I wrote then that it was, “as if a giant scythe had reached out, cutting people down like wheat in its sweep.” The image of the perfect geometry stays with me today. So does the memory of the feeling of being walled in by blood.

It has taken me a year to be able to write this without choking up. I still do, from time to time. Sometimes I have problems with what I saw. Mostly, though, it is a memory – or something not to be touched (see photos, some graphic, from Ashura 2012 here.)

This year it was hard, but different. On the night before this Ashura, I sent Joel a text, asking him what he would be doing on Saturday. We had talked around the topic, but had not come up with any plan. He said he would go back down to the river. I was anxious and had doubts, but told him I’d meet him the next morning.

I met him early this Saturday morning. I dropped off my bike and we started walking down towards the river. We walked through the diplomatic quarter of the city – the area’s high gray blast walls just starting to be tipped by the orange of the morning light. The snow-capped peaks around Kabul glowed with the same color.

As we walked, we talked about last year. Part of the reason for going back down to the river, to photograph the men flagellating themselves, was to overcome fear. “If you don’t go, you’ll just get more afraid,” he told me. Part of the reason, on my end, was to see if security had improved. So, we were not just going to photograph a news event – it was also some sort of way to help ourselves.

This year security was much tighter. Ropes were strung out, blocking off one quadrant of the square in front of the Central Bank, while others blocked off roads heading towards the river. A big man walked over and asked us who we were and where did we think we were going. I made a few jokes in Russian and the big guy answered.

For all of the security – and there was a lot – all it took was to have a shared foreign language to get us through. After 15 minutes, we were finally down on the strip of road running between the Abul Faz Mosque and the Kabul River.

We stood joking with a couple other journalists who had come down early. Groups of women in chadors – black or colorful as rainbows – streamed into the mosque to pray. Later, groups of men began to arrive.

The crowds came through a gate some 300 feet away and were frisked by armed police. The crowds were orderly – and the police professional – almost resembling the gates at the Afghan Premier League soccer finals a few weeks before – though much more somber.

In a three-story house still under construction and overlooking the normally busy road, a policeman was stationed with a machinegun. He wore belts of machinegun rounds wrapped around his belly in a shimmering gold cummerbund and drank tea from a golden teapot, but seemed aware enough. Trucks with machineguns mounted in their beds were parked along the edges of the road and police and border police were stationed every few meters along the top of the river’s retaining wall.

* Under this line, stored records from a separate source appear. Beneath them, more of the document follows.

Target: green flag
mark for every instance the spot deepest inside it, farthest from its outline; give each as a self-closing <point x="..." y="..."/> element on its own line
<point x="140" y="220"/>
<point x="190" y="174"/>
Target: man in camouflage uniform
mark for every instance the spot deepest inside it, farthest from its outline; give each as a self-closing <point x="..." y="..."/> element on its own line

Indeed, the only frenzy, the only disorder of the day, was when the flagellations and chanting started. Drops of blood flew through the air, spattering onlookers and flagellants alike, as everyone from young boys to old men beat themselves. The crowd thumped the rhythm of the chants on their chests. Dozens and dozens of onlookers had a mobile phone out, filming the event.

After a few hours, the rite had finished, all of the different mosque delegations had come through, and the square emptied. We walked home down the same road we had walked down the year before – this time through two police checkpoints. There was the familiar feeling of having put in a good day’s work – but also a lot of relief that things had changed this year.